Laila's mother died in 1974, and her desire to return to Bangladesh faded.
After my mother's death, going back home lost its attraction completely.
However, in 1984, her husband returned to Bangladesh with her daughter, and Laila was forced to follow:
After completing his studies, my husband said he didn't want to live here. He wanted to go back home. My son was very young and my daughter was in school. One day he took my daughter from school and went back home… When he went back home, I had to go. I did not want to but I could do nothing because he took my daughter with him. So, I sold the house and shipped all the furniture and everything.
Settling back in Bangladesh proved difficult for Laila and her children:
I admitted my daughter to a school and my son to a nursery… Although she had been studying in an English language school, she found it difficult to adjust over there. I just stayed at home and took my children to school and brought them back. That also affected me – I suffered from depression… I found the people changed.
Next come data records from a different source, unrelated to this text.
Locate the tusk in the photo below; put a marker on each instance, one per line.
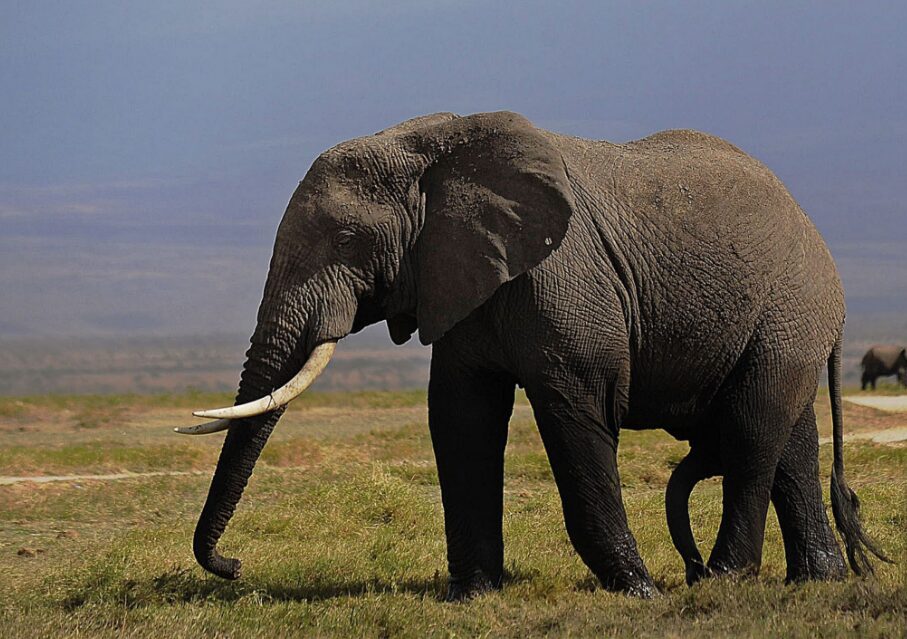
(204, 429)
(313, 367)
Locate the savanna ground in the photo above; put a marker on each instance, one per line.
(341, 532)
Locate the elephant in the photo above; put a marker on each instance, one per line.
(881, 360)
(667, 282)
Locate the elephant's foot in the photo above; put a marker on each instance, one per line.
(473, 585)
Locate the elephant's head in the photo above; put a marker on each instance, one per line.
(417, 225)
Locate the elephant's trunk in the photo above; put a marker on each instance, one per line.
(269, 363)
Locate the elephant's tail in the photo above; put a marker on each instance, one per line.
(844, 502)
Their mentality was very different from mine.
In 1989, the family returned to the UK, this time moving to Blackburn, where her husband had bought a house:
We bought the house with cash. We fixed it up; there was nothing in the house. I did not even have a spice jar. Then my friend from London came. She bought utensils, spoons. We did not have any money. I had only £20 with me… Everyone came and gave us what was necessary.
The local community at that time was quite small – maybe 20-25 families, attracted to work in the local textile mills. Her husband commented that, 'It was said that in December the sun wasn't seen because of the various types of mills… the fog.'
Laila became very involved with the local Bengali community, opening a Bangla school and organising cultural functions. She later became a community education officer for the council, while her husband set up his own accountancy firm. Laila considers her family successful and is proud of their achievements:
We came here with a limited amount of money. We left everything behind in Bangladesh… We had to start afresh. So we struggled – that was normal. That was our struggle for the second time. Then gradually he bought the practice, bought a new house, bought a house for our daughter in London, provided education for our son.
Her future now seems settled in England, with her husband and children. Laila reflected:
We didn't plan to live in this country permanently. Those who came to study, they intended to go back or those who came to earn money, they intended to go back when they'd saved enough money. That was the plan. Then, when their children grew up, people stayed because of their studies, their future. Besides, there are so many changes back home. Many people think, 'What will we do?' If they go back they need a lot of money to survive.